Re: [PATCH 0/6] PATH WALK I: The path-walk API

Jeff King <peff@xxxxxxxx> · Mon, 4 Nov 2024 12:25:33 -0500

On Mon, Nov 04, 2024 at 10:48:49AM -0500, Derrick Stolee wrote:

> > I was discussing this a bit off-list with Peff (who I hope will join the
> > thread and share his own thoughts), but I wonder if it was a mistake to
> > discard your '--full-name-hash' idea (or something similar, which I'll
> > discuss in a bit below) from earlier.
> 
> I'd be happy to resurrect that series, adding in the learnings from
> working on the path-walk feature. It helps that the current series adds
> the path-walk API and has no conflicting changes in the pack-objects or
> repack builtins. (I can handle those conflicts as things merge down.)

Adding my two cents, the discussion we had came after reading this post:

  https://www.jonathancreamer.com/how-we-shrunk-our-git-repo-size-by-94-percent/

I think a few of the low-level details in there are confusing, but it
seemed to me that most of the improvement he mentions is just about
finding better delta candidates. And it seems obvious that our current
pack_name_hash() is pretty rudimentary as context-sensitive hashing
goes and won't do well for long paths with similar endings.

So just swapping that out for something better seems like an easy thing
to do regardless of whether we pursue --path-walk. It doesn't
drastically change how we choose delta pairs so it's not much code and
it shouldn't conflict with other features. And the risk of making
anything worse should be pretty low.

I wouldn't at all be surprised if --path-walk can do better, but if we
do the easy thing first then I think it gives us a better idea of the
cost/benefit it's providing.

I suspect there's room for both in the long run. You seem to be focused
on push size and cost, whereas I think Taylor and I are more interested
in overall repo size and cost of serving bitmapped fetches.

> When the optimization idea is to focus on the full path and not care
> about the "locality" of the path name by its later bits, storing the
> full name in a list and storing an index into that list would have a
> very similar effect.
> 
> I'd be interested to explore the idea of storing the full path name.
> Based on my exploration with the 'test-tool name-hash' test helper in
> that series, I'm not sure that we will make significant gains by doing
> so. Worth trying.

The way I look at it is a possible continuum. We want to use pathnames
as a way to sort delta candidates near each other, since we expect them
to have high locality with respect to delta-able contents. The current
name_hash uses a very small bit of that path information and throws away
most of it. The other extreme end is holding the whole path. We may want
to end up in the middle for two reasons:

  1. Dealing with whole paths might be costly (though I'm not yet
     convinced of that; outside of pathological cases, the number of
     paths in a repo tends to pale in comparison to the number of
     objects, and the per-object costs dominate during repacking).

  2. It's possible that over-emphasizing the path might be a slightly
     worse heuristic (and I think this is a potential danger of
     --path-walk, too). We still want to find candidate pairs that were
     copied or renamed, for example, or that substantially share content
     found in different parts of the tree.

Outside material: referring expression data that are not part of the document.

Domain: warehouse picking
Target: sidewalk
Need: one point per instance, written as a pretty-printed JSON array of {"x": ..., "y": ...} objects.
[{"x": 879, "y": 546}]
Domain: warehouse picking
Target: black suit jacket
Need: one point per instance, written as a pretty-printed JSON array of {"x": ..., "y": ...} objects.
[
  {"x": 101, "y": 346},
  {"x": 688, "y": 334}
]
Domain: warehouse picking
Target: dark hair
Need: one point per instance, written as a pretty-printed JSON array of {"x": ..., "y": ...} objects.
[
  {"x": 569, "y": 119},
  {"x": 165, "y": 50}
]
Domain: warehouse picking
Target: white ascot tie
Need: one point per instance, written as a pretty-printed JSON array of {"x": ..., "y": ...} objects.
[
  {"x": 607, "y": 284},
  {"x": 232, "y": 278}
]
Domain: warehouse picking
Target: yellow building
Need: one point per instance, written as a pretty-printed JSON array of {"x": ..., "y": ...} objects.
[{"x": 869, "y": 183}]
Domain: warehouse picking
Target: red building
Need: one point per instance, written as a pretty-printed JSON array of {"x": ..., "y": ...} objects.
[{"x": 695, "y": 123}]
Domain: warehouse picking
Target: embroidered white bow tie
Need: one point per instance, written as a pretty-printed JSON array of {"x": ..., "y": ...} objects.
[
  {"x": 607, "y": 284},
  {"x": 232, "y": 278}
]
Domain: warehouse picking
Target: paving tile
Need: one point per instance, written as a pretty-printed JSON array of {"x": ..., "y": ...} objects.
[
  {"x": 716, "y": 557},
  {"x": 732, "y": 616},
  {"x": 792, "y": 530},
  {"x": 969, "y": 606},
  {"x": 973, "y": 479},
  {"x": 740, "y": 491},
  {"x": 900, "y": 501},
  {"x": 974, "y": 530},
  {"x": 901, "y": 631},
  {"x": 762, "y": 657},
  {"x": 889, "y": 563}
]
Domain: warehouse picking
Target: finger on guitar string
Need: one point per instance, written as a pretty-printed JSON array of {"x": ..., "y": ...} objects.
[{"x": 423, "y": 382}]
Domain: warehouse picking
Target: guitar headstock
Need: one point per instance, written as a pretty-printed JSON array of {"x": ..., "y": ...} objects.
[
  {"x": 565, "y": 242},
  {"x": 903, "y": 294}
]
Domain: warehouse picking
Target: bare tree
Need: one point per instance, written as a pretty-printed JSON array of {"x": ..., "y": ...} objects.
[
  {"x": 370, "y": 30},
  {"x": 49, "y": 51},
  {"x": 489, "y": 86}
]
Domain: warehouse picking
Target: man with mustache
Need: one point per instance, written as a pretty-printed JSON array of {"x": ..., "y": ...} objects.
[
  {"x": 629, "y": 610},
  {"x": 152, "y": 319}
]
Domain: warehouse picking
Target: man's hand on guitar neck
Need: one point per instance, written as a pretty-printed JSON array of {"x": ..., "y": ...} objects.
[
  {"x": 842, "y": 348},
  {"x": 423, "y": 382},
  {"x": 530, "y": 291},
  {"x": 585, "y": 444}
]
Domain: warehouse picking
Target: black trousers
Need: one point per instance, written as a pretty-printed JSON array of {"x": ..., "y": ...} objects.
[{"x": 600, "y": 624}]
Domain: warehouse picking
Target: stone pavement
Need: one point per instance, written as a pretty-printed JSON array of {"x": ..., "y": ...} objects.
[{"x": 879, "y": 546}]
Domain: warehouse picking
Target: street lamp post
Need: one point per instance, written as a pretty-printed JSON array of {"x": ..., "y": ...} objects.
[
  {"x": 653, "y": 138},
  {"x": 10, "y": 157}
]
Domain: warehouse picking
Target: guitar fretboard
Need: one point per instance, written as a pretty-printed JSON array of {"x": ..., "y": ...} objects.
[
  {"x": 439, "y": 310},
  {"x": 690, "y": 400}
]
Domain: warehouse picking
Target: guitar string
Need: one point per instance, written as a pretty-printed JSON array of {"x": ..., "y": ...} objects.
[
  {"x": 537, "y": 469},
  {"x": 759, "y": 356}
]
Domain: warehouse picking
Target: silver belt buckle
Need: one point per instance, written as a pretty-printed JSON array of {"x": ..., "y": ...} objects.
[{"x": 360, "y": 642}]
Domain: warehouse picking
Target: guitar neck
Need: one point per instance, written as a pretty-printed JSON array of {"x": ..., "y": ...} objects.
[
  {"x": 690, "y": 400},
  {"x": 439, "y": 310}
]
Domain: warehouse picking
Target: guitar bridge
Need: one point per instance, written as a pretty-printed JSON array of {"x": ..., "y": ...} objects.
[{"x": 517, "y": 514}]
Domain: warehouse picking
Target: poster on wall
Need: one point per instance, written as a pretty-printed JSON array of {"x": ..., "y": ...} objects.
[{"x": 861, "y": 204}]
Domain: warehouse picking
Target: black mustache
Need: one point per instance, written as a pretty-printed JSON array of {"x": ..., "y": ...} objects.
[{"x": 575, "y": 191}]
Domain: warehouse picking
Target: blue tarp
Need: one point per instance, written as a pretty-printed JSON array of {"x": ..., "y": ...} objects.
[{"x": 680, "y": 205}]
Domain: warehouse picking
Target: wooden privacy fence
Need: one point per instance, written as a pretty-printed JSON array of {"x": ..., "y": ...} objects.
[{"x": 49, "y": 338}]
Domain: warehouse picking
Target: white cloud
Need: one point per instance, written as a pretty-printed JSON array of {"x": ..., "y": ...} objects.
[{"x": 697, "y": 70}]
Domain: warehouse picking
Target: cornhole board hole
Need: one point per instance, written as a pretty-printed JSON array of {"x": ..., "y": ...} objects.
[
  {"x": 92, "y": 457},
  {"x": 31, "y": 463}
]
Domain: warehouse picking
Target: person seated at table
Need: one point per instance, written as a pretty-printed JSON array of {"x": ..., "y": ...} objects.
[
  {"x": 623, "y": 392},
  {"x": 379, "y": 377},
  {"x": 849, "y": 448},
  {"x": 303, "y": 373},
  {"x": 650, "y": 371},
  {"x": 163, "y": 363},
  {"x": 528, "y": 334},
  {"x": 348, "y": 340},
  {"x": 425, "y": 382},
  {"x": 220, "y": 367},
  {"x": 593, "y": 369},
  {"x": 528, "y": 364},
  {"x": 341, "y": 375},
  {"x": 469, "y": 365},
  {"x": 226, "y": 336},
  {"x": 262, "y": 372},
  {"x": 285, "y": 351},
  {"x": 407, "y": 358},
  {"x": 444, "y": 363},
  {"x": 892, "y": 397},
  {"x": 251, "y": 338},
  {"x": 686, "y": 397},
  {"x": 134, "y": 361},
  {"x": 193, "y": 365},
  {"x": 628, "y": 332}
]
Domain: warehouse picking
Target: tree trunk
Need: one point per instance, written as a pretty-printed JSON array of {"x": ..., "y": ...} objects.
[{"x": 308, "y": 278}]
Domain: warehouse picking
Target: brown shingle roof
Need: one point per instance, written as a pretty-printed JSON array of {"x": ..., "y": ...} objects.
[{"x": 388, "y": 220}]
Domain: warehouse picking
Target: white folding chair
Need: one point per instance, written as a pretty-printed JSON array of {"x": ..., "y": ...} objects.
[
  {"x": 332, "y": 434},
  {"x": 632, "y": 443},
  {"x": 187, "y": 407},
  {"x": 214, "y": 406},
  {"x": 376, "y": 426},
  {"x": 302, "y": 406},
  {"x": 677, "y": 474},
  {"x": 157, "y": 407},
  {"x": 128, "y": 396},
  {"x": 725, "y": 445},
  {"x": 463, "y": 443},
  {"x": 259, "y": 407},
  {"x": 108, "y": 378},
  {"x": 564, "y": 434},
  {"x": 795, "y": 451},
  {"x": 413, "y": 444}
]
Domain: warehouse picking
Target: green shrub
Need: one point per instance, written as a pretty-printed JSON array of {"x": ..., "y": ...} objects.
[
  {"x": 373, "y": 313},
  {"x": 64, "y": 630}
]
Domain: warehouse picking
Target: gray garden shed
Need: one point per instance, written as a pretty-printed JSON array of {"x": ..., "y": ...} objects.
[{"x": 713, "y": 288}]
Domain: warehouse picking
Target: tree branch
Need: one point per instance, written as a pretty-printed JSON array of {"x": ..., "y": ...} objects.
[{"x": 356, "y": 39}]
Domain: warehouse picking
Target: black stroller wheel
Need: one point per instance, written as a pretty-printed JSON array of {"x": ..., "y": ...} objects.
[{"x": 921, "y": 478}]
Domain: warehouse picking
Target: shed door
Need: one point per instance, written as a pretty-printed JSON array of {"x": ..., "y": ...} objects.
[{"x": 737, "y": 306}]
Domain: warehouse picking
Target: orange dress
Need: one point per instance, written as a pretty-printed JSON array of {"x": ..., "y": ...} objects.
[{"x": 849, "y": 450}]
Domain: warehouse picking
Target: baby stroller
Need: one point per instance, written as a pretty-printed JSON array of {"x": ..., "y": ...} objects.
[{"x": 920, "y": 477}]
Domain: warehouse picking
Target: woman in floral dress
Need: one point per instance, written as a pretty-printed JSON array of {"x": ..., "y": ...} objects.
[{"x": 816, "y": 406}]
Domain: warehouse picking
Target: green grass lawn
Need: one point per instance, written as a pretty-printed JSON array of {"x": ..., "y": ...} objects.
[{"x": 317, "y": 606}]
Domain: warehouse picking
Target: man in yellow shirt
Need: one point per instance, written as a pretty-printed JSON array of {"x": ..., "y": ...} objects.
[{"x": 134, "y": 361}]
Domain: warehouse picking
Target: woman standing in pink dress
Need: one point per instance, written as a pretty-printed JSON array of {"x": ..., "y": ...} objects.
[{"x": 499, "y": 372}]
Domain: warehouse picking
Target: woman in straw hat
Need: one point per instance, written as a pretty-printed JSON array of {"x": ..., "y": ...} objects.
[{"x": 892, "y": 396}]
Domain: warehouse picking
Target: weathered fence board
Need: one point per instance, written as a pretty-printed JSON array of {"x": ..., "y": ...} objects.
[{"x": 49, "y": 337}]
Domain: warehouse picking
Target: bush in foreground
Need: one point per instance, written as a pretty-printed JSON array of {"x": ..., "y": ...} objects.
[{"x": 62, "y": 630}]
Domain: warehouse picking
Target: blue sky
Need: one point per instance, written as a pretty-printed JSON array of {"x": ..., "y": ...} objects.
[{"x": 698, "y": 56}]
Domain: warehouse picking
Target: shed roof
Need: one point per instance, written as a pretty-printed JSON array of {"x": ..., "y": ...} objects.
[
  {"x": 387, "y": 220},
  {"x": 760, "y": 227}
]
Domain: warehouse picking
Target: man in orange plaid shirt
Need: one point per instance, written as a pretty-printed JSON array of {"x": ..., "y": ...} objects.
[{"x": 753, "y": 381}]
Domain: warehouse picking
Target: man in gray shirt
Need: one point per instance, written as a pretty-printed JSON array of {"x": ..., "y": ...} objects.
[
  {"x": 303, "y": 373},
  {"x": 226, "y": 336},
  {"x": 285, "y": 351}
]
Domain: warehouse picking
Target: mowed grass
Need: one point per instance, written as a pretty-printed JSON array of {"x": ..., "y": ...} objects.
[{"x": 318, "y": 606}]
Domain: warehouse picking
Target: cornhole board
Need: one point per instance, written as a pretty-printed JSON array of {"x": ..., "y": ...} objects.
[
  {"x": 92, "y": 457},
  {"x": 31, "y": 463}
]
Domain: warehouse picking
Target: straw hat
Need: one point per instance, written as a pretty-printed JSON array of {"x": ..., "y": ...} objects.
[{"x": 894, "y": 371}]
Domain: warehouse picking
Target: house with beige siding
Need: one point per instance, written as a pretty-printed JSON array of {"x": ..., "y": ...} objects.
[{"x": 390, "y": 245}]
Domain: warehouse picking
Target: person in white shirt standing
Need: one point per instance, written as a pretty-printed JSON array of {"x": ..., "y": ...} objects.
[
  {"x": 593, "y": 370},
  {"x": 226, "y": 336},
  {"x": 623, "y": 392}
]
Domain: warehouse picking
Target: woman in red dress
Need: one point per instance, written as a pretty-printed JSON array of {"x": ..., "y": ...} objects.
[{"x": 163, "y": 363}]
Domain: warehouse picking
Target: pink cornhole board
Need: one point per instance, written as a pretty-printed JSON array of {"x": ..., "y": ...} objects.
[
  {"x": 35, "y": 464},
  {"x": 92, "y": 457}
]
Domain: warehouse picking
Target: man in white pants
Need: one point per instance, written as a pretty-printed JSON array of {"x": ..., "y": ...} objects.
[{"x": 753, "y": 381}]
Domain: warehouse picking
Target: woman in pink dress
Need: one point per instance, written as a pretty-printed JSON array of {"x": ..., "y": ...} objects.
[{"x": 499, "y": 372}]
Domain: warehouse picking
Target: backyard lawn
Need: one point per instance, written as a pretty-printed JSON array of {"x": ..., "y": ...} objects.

So it would be interesting to be able to see the performance of various
points on that line, from full path down to partial paths down to longer
hashes down to the current hash. The true extreme end of course is no
path info at all, but I think we know that sucks; that's why we
implemented the bitmap name-hash extension in the first place.

> I don't know too much about SimHash or MinHash, but based on what I
> could gather from some initial reading I'm not sure that they would be
> effective without increasing the hash length. We'd also get a different
> kind of locality, such as the appearance of a common word would be more
> likely to affect the locality than the end of the path.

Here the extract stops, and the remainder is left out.